The immutable FP nature of Elixir and Erlang are pragmatic choices that were made to achieve a bunch of goals. It predates multi-core machines by a fair bit and they were targeting a different kind of concurrency, distributed systems made up of multiple machines, a cluster. The end result was accidentally convenient for achieving incredibly concurrency and parallelism on multi-core machines. Processes do not share state, they can only communicate asynchronously through message passing. This ensures it is safe to run them at the same time. Same time as in concurrent, executing the tasks during the same period of time. Also parallel, executing the tasks at the same time. All APIs that touch files or other constrained resources, stdin/stdout and such, have mechanisms for ensuring that contention is under control. The Erlang folks have spent a lot of time getting this right.
When I write my code I generally don’t need to care about this very much. Most web requests take place inside a single process.
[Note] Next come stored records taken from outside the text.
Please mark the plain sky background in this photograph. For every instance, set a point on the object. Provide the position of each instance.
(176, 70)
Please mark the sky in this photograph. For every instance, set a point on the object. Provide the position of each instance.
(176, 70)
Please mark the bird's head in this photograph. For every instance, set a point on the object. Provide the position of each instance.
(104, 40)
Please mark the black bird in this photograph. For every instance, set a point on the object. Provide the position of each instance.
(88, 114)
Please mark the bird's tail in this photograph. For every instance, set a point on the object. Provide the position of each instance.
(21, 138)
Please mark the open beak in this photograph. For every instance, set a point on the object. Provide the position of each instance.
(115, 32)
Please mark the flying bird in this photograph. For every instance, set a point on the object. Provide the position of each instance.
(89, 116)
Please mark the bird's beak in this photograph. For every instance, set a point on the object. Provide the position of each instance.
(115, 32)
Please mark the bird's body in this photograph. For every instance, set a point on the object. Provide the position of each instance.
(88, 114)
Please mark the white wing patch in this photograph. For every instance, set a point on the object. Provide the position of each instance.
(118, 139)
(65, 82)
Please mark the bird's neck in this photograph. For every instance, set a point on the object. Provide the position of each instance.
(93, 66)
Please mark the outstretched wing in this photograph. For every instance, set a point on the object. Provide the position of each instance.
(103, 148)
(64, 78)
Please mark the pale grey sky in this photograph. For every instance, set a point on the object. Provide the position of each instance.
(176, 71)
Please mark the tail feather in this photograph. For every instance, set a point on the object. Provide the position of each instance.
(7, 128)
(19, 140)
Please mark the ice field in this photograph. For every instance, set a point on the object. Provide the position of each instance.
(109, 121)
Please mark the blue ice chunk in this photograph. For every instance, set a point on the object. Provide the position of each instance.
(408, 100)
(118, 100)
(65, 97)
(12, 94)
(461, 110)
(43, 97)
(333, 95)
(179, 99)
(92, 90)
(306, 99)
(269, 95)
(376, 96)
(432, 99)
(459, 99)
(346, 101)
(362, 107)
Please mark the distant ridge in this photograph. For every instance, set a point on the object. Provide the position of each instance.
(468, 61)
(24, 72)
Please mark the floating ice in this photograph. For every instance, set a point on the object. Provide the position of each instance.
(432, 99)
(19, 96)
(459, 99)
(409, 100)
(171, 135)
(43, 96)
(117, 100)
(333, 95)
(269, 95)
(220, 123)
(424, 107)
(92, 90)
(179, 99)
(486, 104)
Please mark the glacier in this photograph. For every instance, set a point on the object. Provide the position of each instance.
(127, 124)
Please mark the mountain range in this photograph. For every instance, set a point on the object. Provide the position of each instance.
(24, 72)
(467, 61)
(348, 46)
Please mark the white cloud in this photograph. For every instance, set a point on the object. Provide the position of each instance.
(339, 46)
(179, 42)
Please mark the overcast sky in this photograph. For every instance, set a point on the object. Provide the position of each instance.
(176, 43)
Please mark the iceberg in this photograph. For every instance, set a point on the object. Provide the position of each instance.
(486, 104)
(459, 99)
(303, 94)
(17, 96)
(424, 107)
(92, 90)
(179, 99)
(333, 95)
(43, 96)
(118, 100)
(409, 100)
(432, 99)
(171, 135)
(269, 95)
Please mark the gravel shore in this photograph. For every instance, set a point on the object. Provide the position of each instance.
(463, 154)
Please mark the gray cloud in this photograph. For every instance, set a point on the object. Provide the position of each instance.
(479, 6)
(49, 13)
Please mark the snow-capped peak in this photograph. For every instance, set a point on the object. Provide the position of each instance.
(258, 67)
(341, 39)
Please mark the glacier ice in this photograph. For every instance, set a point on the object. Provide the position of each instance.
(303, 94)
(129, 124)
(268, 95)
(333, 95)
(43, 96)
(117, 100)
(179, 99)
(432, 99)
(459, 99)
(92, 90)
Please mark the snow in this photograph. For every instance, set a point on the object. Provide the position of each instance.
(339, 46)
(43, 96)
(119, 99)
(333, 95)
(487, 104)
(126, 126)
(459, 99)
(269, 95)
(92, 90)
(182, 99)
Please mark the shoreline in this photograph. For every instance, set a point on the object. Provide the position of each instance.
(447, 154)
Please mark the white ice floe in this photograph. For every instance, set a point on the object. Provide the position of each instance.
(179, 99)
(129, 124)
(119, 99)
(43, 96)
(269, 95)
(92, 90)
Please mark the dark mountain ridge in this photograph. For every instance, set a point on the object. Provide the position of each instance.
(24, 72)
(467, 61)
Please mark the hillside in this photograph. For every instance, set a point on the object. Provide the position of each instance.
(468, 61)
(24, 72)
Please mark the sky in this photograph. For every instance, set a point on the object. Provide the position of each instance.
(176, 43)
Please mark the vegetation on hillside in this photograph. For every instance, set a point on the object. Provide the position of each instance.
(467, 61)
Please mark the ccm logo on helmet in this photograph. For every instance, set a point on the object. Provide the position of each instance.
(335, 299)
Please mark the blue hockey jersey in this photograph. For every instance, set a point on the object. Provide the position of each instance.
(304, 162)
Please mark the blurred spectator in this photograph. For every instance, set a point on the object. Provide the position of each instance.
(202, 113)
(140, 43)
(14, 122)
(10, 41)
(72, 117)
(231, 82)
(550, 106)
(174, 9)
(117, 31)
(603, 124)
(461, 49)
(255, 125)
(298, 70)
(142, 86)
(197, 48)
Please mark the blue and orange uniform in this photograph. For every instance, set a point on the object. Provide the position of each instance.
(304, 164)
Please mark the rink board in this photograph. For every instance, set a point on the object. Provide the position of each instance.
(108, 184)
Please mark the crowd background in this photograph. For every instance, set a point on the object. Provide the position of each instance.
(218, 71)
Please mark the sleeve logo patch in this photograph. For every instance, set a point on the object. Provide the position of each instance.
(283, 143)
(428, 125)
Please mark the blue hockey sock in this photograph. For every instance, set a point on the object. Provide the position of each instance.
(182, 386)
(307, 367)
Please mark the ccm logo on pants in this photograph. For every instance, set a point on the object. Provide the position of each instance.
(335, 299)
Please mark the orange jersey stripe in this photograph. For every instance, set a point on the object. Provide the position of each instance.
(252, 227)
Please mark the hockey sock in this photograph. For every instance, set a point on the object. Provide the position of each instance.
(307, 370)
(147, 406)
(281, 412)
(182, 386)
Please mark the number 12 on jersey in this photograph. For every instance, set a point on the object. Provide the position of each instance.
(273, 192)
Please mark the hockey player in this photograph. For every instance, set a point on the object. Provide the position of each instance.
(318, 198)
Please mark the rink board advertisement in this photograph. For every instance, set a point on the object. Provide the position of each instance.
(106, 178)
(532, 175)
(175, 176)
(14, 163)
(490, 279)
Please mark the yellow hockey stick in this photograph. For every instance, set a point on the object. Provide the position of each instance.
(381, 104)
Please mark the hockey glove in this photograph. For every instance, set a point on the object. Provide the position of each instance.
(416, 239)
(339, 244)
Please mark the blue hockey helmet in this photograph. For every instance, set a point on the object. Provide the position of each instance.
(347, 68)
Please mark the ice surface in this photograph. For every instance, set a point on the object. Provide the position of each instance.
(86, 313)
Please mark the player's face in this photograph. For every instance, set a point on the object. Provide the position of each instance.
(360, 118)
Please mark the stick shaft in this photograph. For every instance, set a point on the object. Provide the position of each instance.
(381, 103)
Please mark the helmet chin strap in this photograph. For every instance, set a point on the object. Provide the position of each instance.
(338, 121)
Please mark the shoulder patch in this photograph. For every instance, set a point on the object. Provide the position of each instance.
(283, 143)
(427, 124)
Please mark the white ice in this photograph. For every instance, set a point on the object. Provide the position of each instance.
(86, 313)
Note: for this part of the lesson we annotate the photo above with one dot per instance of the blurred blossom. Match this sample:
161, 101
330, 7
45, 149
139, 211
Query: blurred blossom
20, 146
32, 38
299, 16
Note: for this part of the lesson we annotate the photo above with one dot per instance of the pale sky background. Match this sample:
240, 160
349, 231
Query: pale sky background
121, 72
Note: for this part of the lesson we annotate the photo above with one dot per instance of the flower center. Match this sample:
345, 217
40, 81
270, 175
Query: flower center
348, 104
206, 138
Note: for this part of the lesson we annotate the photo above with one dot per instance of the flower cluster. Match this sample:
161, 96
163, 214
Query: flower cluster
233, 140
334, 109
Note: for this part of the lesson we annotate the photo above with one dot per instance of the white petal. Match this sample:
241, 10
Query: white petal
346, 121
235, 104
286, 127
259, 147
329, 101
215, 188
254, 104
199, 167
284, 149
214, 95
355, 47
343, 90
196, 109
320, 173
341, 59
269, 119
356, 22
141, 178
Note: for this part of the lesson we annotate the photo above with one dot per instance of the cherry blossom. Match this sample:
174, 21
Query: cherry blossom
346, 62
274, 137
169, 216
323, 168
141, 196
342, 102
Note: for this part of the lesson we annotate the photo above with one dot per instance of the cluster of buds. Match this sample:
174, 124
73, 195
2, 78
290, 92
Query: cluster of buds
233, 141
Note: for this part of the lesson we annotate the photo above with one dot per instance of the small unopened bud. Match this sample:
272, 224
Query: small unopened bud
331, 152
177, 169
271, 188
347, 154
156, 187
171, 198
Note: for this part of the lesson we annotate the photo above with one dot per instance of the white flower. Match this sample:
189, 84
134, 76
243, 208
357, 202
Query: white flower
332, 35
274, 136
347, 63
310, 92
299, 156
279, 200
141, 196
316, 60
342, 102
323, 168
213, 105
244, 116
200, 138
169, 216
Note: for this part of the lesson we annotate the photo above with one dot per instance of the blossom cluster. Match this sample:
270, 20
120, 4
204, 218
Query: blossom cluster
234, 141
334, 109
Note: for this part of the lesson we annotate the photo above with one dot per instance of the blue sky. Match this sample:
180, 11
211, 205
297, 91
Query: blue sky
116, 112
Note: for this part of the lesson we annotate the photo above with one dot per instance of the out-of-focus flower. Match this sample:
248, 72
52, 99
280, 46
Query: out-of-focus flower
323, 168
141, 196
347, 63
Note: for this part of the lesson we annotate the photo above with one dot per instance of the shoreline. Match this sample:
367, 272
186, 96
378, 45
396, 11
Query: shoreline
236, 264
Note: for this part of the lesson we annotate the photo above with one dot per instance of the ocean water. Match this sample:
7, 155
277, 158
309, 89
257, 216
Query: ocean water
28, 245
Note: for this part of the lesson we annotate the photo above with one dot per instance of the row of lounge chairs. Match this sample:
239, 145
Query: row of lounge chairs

They might communicate on through to a database connection pool which involves more processes but overall I don’t need to care about the underlying primitives. I also don’t need to think about the Node.js way of racing to IO. Node.js can be highly concurrent. CPU-bound work is fine on the BEAM. It won’t disrupt the ability of other processes to get work done, both because multiple cores can do the work but also because if I spend many CPU cycles I will be pre-empted and other work can slip by. This is all handled by the web server I use, more than by me.
If I do want to do concurrent work there is the usual async/await mechanisms, implemented in the Task module. Not as weird as in JS. They just return a Task reference which is a helpful abstraction on top of the Process ID or PID. Then you can await on it to get a result or await on multiple to get multiple results. There is also a wicked function called Task.async_stream which will take an enumerable (list, map, stream or similar) and run a Task for each entry as a lazy stream. By default it has a concurrency matching the number of available cores (just like the schedulers). This is essentially a fancy shortcut for using all your machine has to offer in the service of getting the work done for tasks that are embarrassingly concurrent. It is very fun to use when bodging together scripts that you want to go fast.
Compared to PHP I have many more tools for interacting across the work that happens in my system. Process registries and groups, PubSub mechanisms for message passing, memory-based shared state accessed through safe mechanisms (ETS for example).
Compared to Python I can do multiple things at once in simple and useful ways. In a language that is as expressive and as dynamic (in the places I care about).
These comparisons are of course based on my understandings and experiences with the languages. I’ve stuck with languages I have some experience with but I don’t hang out with them on a regular basis currently. If I have misrepresented any of them, do let me know.
In summary; great options for concurrency and parallelism are not an afterthought in Elixir and Erlang. They are built into the very foundation of the runtime and the languages surface it to us. This matters for performance and practicality. Doing concurrency on the BEAM is not punishing, it is not risky. It is just what you end up doing by using it.